High court hears arguments in Chicago-area wetlands case

Nov. 2, 2000
A wary Supreme Court heard arguments Tuesday over the federal government's attempt to block a group of Chicago suburbs from turning remote wetlands into a trash dump because migratory birds nest on the land.

By JOAN BISKUPIC

WASHINGTON, D.C., Nov. 01, 2000 (USA TODAY)—A wary Supreme Court heard arguments Tuesday over the federal government's attempt to block a group of Chicago suburbs from turning remote wetlands into a trash dump because migratory birds nest on the land.

The dispute over the scope of the federal Clean Water Act is one of two environmental cases before the court that will determine how far federal agencies can go in trying to protect water and air quality. Besides raising ecological issues, the Chicago case and one involving smog standards and their costs to businesses are the latest in a series of tests of the limits of federal authority.

Several key justices suggested by their questions Tuesday that the court might be poised to continue its pattern of ruling that the federal government has improperly trod on states' territory, this time by trying to regulate isolated ponds that attract mallards, Canada geese and other migratory birds.

A group of 23 Illinois municipalities sued the Army Corps of Engineers after being denied a permit to create a landfill on about 18 acres of ponds and small lakes at a 533-acre site that straddles Cook and Kane counties and had long ago been a strip mine. The corps says the federal Clean Water Act gives it authority over even shallow ponds and that its authority to protect the migratory, water-dependent birds there derives from federal power to regulate interstate commerce. It noted that bird hunting and watching generate billions of dollars of commerce annually.

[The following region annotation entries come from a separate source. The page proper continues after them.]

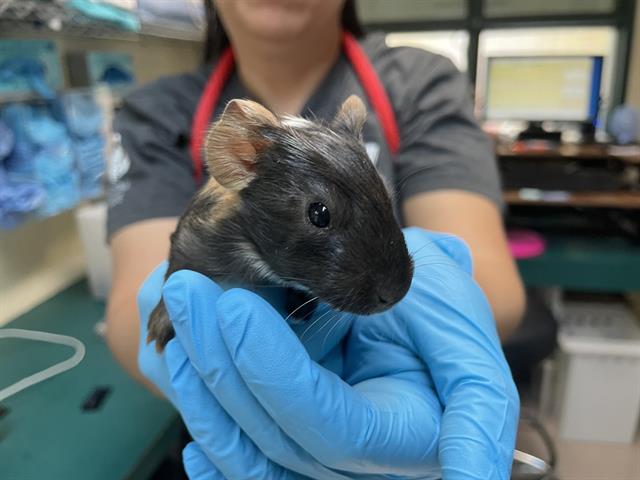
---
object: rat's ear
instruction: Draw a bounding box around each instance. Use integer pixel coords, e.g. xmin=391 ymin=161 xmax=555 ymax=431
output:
xmin=333 ymin=95 xmax=367 ymax=137
xmin=204 ymin=100 xmax=278 ymax=190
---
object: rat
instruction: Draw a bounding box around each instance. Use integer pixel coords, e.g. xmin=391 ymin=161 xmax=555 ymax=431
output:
xmin=147 ymin=95 xmax=413 ymax=351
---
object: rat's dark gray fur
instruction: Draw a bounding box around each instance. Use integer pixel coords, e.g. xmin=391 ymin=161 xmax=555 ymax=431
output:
xmin=149 ymin=99 xmax=413 ymax=349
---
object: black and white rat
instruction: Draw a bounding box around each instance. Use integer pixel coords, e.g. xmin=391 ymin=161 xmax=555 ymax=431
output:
xmin=147 ymin=95 xmax=413 ymax=350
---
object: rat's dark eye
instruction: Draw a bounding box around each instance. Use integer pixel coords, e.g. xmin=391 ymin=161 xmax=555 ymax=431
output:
xmin=309 ymin=202 xmax=331 ymax=228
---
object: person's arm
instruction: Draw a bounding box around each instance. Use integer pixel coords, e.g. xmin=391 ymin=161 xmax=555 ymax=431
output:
xmin=403 ymin=190 xmax=525 ymax=340
xmin=106 ymin=218 xmax=177 ymax=389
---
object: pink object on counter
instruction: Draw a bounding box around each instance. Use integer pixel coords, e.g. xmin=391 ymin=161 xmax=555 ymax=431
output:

But in oral arguments Tuesday, lawyer Timothy Bishop, representing the municipalities, said Congress never intended the corps to regulate such shallow, isolated ponds. He contended that the section of the Clean Water Act that prohibits the discharge of landfill material into "navigable waters" applies only to waters that can be traversed or improved for such a purpose.

Congress wanted to protect the nation's water, Bishop asserted, "but it was very cognizant of states' rights." The suburbs maintain that the corps' interpretation would reach virtually every body of water in the USA — including seasonally wet areas in people's backyards — and significantly usurp local control over land use.

Deputy Solicitor General Lawrence Wallace, representing the corps, countered that the history of the federal law from 1972 demonstrates Congress sought to protect even small wetlands unconnected to interstate waters. Wallace said lawmakers wanted to comprehensively prevent water pollution and gave the corps broad jurisdiction.

Justice Sandra Day O'Connor, implying at one point that the federal government had assumed a role reserved for the states, asked, "Has Illinois shown no interest or concern about this particular site?" Bishop said the state had held numerous hearings and undertaken many investigations before finding the project environmentally sound.

Chief Justice William Rehnquist and Justices Antonin Scalia and Anthony Kennedy also seemed particularly skeptical of the federal regulation. They, along with O'Connor and Justice Clarence Thomas, have formed a consistent majority to strike down federal provisions that they say impinge on traditional state authority.

Justices John Paul Stevens, Ruth Bader Ginsburg and Stephen Breyer, who have objected to the court's curtailing of federal power, seemed most sympathetic to the corps' position. But Justice David Souter, who usually joins those dissenters, challenged the government, saying its stance would cover "literally any farm pond." A ruling in Solid Waste Agency of Northern Cook County vs. U.S. Army Corps of Engineers is expected by summer.